The five wonders of the parasitic Copepoda


Meeting Abstract

S2.2  Sunday, Jan. 4  The five wonders of the parasitic Copepoda HO, J.-S.; California State Univ., Long Beach jsho@csulb.edu

Although Copepoda is not the largest group of Crustacea, it embraces the highest number of symbiotic forms among Crustacea. They live on/in every major group of organisms found in the aquatic environment. Judging from the high degree of morphological modification of the oldest known fossil of Copepoda, Kabatarina pattersoni Cressey & Boxshall, a parasite found on the gills of a fossil teleost fish, Cldocycls gardneri Agassiz, preserved in calcareous nodules of Lower Cretaceous in Brazil, copepods must have lived in close association with aquatic animals for long, long time; perhaps, long before the Age of Dinosaurs. With such long history of association, symbiotic copepods today exhibit certain unusual traits in their way of living.
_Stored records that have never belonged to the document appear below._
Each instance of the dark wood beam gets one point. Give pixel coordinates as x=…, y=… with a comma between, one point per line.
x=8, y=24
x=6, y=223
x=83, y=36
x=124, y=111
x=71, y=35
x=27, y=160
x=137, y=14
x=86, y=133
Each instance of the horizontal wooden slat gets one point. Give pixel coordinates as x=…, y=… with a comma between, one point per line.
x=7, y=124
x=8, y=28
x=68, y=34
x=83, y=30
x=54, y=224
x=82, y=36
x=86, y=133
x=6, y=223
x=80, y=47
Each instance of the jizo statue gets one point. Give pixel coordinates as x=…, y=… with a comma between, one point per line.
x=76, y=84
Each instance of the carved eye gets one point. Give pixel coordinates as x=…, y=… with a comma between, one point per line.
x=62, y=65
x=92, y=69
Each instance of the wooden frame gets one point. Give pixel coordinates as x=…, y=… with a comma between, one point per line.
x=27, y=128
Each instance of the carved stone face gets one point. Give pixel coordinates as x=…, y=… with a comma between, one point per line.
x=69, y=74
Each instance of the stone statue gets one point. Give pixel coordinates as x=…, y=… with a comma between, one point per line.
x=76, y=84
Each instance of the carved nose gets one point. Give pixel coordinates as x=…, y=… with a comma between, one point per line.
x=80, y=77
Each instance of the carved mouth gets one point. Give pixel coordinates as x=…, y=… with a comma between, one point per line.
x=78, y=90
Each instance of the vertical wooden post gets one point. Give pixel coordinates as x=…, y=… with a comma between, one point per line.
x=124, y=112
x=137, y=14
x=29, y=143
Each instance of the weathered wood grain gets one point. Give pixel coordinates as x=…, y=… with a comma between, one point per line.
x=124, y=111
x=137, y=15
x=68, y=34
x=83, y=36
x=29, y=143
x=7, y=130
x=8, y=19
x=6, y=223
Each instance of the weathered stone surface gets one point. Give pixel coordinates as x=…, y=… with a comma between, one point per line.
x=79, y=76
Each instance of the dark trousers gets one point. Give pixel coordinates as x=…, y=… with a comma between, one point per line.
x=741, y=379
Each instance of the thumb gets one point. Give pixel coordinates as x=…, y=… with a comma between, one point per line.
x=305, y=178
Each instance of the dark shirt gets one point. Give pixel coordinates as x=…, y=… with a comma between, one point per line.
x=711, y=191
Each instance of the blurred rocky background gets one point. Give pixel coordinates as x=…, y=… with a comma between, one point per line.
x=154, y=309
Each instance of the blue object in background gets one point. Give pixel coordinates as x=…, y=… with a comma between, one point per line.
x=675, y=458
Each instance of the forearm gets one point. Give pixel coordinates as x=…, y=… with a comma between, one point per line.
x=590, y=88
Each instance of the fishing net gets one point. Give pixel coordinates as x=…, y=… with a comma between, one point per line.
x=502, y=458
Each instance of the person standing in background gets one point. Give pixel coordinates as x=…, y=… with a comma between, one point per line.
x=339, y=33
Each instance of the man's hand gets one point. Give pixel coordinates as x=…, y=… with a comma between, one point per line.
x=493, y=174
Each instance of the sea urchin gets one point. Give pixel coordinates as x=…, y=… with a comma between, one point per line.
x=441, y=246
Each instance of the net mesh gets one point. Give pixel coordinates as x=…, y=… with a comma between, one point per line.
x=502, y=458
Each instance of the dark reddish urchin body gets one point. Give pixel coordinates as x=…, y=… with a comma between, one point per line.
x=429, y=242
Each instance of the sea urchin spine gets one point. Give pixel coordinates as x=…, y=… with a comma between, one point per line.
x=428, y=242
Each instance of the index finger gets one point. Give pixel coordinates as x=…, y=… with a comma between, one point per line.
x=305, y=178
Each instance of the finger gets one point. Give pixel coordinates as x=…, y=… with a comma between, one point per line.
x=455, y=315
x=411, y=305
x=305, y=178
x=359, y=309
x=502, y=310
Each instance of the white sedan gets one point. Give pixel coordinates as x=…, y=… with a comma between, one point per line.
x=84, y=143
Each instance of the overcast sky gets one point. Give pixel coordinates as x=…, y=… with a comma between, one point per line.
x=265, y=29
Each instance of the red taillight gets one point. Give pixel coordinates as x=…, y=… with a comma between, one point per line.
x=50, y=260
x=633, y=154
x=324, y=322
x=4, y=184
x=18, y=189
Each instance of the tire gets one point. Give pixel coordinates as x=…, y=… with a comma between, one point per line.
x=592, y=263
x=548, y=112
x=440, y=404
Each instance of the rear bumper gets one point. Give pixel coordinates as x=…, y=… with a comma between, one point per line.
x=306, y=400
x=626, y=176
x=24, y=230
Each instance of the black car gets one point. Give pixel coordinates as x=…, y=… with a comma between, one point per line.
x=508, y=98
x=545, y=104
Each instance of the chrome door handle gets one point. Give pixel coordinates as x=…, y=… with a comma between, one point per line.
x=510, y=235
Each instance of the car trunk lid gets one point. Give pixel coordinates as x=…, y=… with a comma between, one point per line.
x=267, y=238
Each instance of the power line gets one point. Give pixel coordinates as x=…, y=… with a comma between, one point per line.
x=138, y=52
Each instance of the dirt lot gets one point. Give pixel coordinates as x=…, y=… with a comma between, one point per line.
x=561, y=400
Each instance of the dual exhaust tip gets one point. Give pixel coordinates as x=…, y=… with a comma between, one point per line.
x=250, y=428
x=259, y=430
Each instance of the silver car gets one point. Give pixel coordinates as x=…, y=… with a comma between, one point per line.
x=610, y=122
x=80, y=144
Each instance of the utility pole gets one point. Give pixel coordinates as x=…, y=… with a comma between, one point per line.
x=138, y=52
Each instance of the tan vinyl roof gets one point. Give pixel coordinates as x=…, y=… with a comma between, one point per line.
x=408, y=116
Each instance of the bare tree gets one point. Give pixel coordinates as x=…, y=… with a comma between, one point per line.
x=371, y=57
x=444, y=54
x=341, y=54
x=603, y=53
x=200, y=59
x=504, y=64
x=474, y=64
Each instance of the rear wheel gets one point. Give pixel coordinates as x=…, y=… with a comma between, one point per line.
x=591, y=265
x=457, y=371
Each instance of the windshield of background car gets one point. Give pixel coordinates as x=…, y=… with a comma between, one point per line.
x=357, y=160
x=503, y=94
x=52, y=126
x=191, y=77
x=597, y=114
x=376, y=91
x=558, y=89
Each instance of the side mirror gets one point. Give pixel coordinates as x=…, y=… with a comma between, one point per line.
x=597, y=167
While many traits are rarely seen in their free-living peers, some traits are so unusual that they are not even known in other metazoans like them leading a parasitic mode of life. To illustrate such unusual traits, the following five wonders are selected for discussion: 1) occurrence in mesoparasitism, 2) development of an enigmatic attachment organ and switching appendages, 3) specificity in microhabitat, 4) mysterious sexuality with two types of male, and 5) ignorance of host’s immune recognition and attack.